La liste des activités économiquement viables de l’agriculture de montagne est longue. Le problème qui se pose est comment faire pour ressusciter certaines cultures et les développer pour qu’elles soient le moteur de l’activité économique de la région et génératrices d’emplois. Pour M. Radja Ahmed, ingénieur agronome, expert en agriculture de montagne, et membre de la CEACE (Chambre des experts agréés Communauté européenne), ce type d’agriculture existe déjà chez nous, mais est confronté à la tradition vivrière qu’il a suscitée, et au morcellement des terrains.
Eco Times : Comment définiriez-vous l’agriculture de montagne en Algérie, et quels en sont les problèmes entravant son expansion ?
Radja Ahmed : L’agriculture de montagne a toujours existé en Algérie, mais n’a jamais évolué pour être productive.
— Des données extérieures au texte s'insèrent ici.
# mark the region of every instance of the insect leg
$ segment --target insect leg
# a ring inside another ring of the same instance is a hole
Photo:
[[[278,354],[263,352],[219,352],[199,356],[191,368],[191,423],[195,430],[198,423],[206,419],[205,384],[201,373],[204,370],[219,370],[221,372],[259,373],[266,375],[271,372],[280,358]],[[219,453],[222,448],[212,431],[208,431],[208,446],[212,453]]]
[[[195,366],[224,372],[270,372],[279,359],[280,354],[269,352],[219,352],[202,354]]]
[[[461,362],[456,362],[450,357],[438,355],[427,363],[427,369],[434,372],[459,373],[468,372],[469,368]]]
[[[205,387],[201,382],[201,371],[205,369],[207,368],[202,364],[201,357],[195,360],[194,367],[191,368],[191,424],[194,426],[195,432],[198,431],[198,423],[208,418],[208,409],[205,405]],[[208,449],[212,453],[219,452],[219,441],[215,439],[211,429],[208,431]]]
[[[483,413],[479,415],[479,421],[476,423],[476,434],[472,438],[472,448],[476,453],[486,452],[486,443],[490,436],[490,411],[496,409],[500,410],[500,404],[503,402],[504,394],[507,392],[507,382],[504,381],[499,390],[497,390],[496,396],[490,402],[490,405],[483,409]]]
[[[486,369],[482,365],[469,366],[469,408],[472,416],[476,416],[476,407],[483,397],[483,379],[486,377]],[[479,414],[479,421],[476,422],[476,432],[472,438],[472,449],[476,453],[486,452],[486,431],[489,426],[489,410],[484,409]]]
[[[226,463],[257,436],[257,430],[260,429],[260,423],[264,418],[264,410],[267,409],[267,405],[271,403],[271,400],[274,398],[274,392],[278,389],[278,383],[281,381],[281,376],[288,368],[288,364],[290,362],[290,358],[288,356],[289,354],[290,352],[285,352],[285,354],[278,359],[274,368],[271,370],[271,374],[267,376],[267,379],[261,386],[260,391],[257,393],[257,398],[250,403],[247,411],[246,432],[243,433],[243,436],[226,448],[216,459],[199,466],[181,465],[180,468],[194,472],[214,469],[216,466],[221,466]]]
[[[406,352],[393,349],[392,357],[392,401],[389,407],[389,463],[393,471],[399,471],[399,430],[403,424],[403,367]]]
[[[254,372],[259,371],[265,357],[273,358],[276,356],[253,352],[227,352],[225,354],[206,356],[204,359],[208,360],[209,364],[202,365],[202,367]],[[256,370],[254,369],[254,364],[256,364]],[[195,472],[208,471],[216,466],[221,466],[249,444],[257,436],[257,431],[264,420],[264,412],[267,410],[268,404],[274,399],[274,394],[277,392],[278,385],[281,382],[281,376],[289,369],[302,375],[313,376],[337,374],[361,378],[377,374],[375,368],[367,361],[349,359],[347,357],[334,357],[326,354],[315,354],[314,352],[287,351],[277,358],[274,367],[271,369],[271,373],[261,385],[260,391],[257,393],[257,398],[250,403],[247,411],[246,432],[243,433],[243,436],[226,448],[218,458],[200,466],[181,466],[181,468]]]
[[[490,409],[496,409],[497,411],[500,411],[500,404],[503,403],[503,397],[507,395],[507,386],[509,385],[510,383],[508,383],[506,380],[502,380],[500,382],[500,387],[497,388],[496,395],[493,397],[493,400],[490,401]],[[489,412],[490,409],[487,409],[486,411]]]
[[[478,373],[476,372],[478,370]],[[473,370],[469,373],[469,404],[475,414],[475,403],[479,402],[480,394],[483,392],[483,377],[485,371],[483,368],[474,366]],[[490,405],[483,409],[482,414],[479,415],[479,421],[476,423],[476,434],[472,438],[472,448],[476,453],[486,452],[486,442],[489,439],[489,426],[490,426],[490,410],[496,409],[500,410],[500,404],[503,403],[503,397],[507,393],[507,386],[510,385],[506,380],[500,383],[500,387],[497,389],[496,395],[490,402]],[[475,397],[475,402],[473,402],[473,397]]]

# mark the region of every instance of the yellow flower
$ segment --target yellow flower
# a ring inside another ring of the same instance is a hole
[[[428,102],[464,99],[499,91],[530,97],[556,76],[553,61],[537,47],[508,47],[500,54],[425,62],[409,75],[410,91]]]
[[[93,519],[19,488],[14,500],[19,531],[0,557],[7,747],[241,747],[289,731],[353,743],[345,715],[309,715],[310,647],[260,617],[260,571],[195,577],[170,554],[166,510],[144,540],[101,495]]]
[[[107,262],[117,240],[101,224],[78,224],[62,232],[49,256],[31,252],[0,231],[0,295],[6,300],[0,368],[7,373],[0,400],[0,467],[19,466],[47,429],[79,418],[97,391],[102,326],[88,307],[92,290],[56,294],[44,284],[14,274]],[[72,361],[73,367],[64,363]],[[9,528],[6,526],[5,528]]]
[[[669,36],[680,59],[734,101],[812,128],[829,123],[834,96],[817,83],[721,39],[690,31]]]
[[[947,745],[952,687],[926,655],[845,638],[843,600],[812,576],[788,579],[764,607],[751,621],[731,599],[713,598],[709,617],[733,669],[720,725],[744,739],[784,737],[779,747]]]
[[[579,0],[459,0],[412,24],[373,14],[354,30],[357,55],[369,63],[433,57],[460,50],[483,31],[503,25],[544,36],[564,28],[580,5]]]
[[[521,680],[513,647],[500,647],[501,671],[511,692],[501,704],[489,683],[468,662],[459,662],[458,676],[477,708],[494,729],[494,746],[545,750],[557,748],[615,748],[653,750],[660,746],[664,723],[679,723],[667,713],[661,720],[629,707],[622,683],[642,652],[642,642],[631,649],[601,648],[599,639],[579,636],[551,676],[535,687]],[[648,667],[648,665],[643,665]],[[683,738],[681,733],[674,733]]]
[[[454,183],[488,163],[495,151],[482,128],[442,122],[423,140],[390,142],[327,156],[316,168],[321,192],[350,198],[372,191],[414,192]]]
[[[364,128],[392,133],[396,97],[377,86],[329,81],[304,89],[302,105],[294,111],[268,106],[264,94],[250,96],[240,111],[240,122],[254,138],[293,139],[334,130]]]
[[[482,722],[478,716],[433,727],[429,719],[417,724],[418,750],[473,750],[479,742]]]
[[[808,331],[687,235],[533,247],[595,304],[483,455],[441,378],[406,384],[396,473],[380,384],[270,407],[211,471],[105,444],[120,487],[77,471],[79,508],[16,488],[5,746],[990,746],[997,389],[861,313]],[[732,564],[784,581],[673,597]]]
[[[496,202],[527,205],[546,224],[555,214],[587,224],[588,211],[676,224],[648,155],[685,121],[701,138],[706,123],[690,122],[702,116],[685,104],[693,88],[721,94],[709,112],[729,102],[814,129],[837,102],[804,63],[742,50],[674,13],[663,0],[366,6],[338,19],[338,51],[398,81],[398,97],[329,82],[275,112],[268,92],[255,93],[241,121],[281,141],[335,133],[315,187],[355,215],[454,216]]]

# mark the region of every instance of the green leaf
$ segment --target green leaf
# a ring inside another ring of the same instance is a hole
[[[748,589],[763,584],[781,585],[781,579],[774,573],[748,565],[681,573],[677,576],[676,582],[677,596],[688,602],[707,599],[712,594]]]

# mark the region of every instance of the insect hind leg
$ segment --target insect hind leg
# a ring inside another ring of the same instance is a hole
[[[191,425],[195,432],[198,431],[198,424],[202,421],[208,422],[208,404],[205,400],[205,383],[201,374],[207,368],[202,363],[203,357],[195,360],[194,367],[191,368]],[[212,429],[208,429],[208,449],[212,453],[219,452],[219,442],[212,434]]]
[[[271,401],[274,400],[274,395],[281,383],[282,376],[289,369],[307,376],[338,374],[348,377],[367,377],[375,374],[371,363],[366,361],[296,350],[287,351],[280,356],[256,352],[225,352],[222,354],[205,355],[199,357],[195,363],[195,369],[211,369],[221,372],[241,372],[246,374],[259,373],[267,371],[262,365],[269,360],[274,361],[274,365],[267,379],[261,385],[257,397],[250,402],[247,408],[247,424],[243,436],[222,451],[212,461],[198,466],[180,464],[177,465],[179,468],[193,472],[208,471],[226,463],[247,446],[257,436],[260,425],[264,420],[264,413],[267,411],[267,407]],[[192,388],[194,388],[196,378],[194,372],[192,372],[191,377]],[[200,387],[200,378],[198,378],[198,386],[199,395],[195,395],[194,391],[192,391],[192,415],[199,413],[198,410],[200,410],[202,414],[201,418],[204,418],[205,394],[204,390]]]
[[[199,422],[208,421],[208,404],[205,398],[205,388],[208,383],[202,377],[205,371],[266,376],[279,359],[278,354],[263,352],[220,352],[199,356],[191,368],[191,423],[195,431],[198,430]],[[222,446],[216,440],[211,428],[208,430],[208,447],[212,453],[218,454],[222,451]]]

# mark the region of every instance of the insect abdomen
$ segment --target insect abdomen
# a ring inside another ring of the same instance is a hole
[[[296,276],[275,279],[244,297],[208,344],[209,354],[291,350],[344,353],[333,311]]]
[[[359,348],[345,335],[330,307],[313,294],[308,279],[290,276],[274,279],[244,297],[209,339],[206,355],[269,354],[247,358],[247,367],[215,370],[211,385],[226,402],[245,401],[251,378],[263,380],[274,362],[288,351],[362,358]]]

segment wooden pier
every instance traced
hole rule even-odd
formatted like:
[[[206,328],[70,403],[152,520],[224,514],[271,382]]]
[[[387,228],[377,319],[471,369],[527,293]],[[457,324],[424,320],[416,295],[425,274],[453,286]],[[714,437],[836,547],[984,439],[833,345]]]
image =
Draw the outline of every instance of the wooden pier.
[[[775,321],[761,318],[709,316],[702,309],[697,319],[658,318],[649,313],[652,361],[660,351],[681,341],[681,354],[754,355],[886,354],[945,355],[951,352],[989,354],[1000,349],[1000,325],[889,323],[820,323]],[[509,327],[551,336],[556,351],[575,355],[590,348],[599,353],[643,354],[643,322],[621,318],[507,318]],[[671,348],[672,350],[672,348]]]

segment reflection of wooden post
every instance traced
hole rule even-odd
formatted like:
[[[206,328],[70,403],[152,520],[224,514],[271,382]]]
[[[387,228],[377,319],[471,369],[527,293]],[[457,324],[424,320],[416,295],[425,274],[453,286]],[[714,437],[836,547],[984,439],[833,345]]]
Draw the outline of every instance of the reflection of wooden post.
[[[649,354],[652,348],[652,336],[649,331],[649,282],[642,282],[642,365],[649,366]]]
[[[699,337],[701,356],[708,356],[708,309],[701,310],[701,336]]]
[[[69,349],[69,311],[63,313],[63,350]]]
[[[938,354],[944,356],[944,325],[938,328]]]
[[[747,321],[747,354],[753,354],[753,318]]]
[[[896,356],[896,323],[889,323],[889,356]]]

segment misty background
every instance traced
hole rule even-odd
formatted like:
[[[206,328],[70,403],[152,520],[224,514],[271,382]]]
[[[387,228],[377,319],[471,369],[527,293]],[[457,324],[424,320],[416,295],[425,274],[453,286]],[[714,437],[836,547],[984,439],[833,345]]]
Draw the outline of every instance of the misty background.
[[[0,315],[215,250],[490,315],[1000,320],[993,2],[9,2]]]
C’est un type d’agriculture vivrière, avec en plus des terrains morcelés issus d’héritage, donc difficiles à gérer. Pourtant, les zones de montagne, s’étendant sur le long de la partie nord du pays et en bordure des hautes plaines steppiques, sont d’une importance capitale dans le développement socio-économique du pays. Elles représentent un espace potentiel pour le redéploiement de certaines activités et la mise en place d’infrastructures de base nécessaires au maintien des populations et à l’attractivité territoriale.
Les choix stratégiques qui ont été faits auparavant lui ont été défavorables. Il faut souligner aussi que le morcèlement des terrains, issus d’un patrimoine hérité, a considérablement contribué à faire stagner ce type d’agriculture.
Vous pensez, donc, que l’option «tout-pétrole» est une erreur ?
Pas complètement. Mais sur la diversité économique, oui, cela a été une erreur. Il ne fallait pas mettre de côté toutes les opportunités qui pouvaient exister. Pourtant, les zones de montagne, s’étendant sur le long de la partie nord du pays et en bordure des hautes plaines steppiques, sont d’une importance capitale pour le développement socio-économique. Elles représentent un espace potentiel pour le redéploiement de certaines activités et la mise en place d’infrastructures de base nécessaires au maintien des populations et à l’attractivité territoriale.
Vous parliez de choix stratégiques. Pouvez-vous être plus clair ?
On a opté pour le tout-pétrole. Aussitôt, on a tout importé, même les œufs. C’est une aberration économique. Cette option a accéléré un exode rural qui a fait que beaucoup de personnes sont venues grossir les villes et faire la queue dans les souks el fellah. Plus de production locale donc. L’heure était à la consommation facile. L’agriculture de montagne a été freinée par la production pétrolière, et est restée, par conséquent, concentrée sur le côté vivrier. Le jardin potager est devenu la seule facette de l’agriculture de montagne.
Si l’agriculture de montagne peut avoir un rôle à jouer dans celle des plaines, avons-nous les capacités techniques et la culture appropriée, pour la faire évoluer ?
On peut faire développer ce type d’agriculture pour peu que l’on se donne les moyens. Regardons ce qui se passe autour de nous. En Indonésie ou au Japon, par exemple, on a mis à profit le relief pour développer ce type d’agriculture, au point où c’est devenu plus que rentable et ils exportent aussi.
Il faut pour la faire sortir de l’ornière, procéder à une vaste réorganisation, et promouvoir un vrai accompagnement tant structurel qu’infrastructurel.
Nous devons régler, au préalable, les problèmes d’héritage qui existent pour ensuite, constituer des coopératives.
Il faut savoir aussi développer l’arboriculture propre à chaque région, et surtout, prévoir des points de collecte. Il faut absolument faire émerger les coopératives, sans quoi, c’est vers l’échec que l’on se dirige.
De plus, il faut savoir organiser les productions et les canaliser. Une formation est aussi nécessaire, pour redonner goût à ce genre de culture, et faire intéresser les personnes concernées, par des prêts attractifs, des exemptions d’impôts durant une période donnée par exemple.
Juste pour rappeler les potentialités. L’activité agricole représente la base de subsistance principale des populations qui y vivent, soit près de 7 millions d’habitants, soit 17% du total national. La population active en agriculture est de 639 065 (soit 23% de la population active totale), selon des statistiques de 2017.